Enabling Redis Server Events causes high CPU usage

VAST · October 11, 2021, 9:25am

Hello,

When I follow RedisServer Events and add the following code to Startup I experience high CPU usage:

var redisHost = AppSettings.GetString("RedisHost");
if (redisHost != null)
{
    container.Register<IRedisClientsManager>(
        new RedisManagerPool(redisHost));

    container.Register<IServerEvents>(c => 
        new RedisServerEvents(c.Resolve<IRedisClientsManager>()));
    
    container.Resolve<IServerEvents>().Start();
}

This appears to happen every so often and both the 2 x IIS VMs (Windows 2019 Core) and Redis v5.0.3 VM (Linux CentOS 8) have 100% CPU for a while. I am using ServiceStack v5.12.1. The clients then hang when sending http client requests.

If I remove the code above to use InMemory SSE everything appears to be fine.

The Redis is standard config with the bindings changed so the Windows VM can connect to it. I also changed a couple of things due to warnings after installing Redis:

Disable transparent huge pages which helps with performance
echo never > /sys/kernel/mm/transparent_hugepage/enabled
Change a limit to stop Redis warning of the tcp backlog setting of 511 cannot be enforced
/proc/sys/net/core/somaxconn
Change the 128 to 1024
/etc/sysctl.conf
vm.overcommit_memory=1
net.core.somaxconn=65535

Do you have any ideas what could be causing this? Is there anything that runs on a schedule when using Redis SSE that could trigger something? Is CentOS a sensible OS to run Redis on or would you recommend another version of Linux?

Thank you for your help.

VAST · October 11, 2021, 3:29pm

Not sure if this has anything to do with it but I just found that my Redis server shows 109,000 keys when I run redis-cli keys "*".

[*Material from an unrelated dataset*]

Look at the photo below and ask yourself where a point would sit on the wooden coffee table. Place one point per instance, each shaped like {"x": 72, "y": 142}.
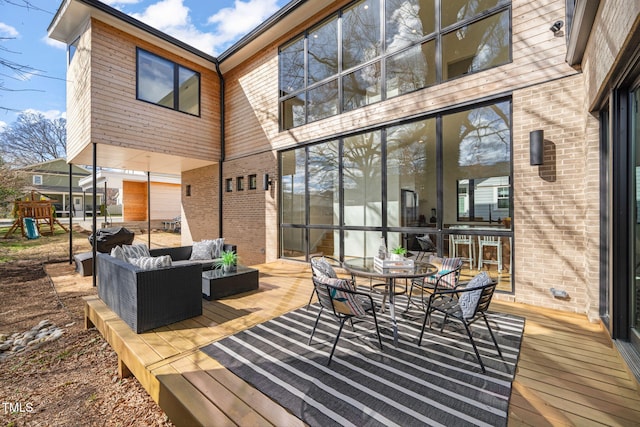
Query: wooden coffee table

They all begin with urn:iauthsession:

I have 450 accounts and not all of them will be connected at the same time.

Thanks.

layoric · October 11, 2021, 11:24pm

Hi @VAST,

Have you used MONITOR to have a look at the commands or test what commands might be causing the CPU spike in Redis?

Just to confirm, is in your app server using 100% CPU or Redis itself? If so, have you confirmed it is the dotnet process of the apphost that is maxing the CPU.

Have you checked the network load between appserver and Redis? Or memory usage over short time spans of your app servers if you are pulling in large values?

Any debug logs from the Start call of the RedisServerEvents (and RedisPubSubServer)? All the above you’ve shared is standard startup code that shouldn’t cause any significant load.

Check the above if you haven’t already, as well as try profiling the code if possible locally (with a local or remote redis instance) to see if you can get more details.

VAST · October 12, 2021, 7:24am

Hi @layoric,

Thank you.

To confirm, it is Redis on the VM that runs at 100% CPU and also the Application Pool runs at 100% CPU on a separate VM. Yes on the IIS VM it is w3wp.exe running as the Application User.

I will double check but I am sure the memory usage and network usage wasn’t stressed at all.

In the meantime, is it normal to have 1000’s of keys that aren’t in use anymore? When I run GET they were created a while ago e.g. 10 days and also modified 10 days ago so they are no longer needed. Should old keys not get removed?

Thanks again.

layoric · October 12, 2021, 7:41am

Depends what they are. Having old keys hanging around on Redis does not incur any performance penalty if they don’t have an expiration. I’ve had instances need to clean up >500k keys on regular 15-30 min (not an efficient way to use Redis) and still perform pretty. Keys with an expiry set will not automatically get cleaned up. Expiry is usually set on creation but can also be set after the fact.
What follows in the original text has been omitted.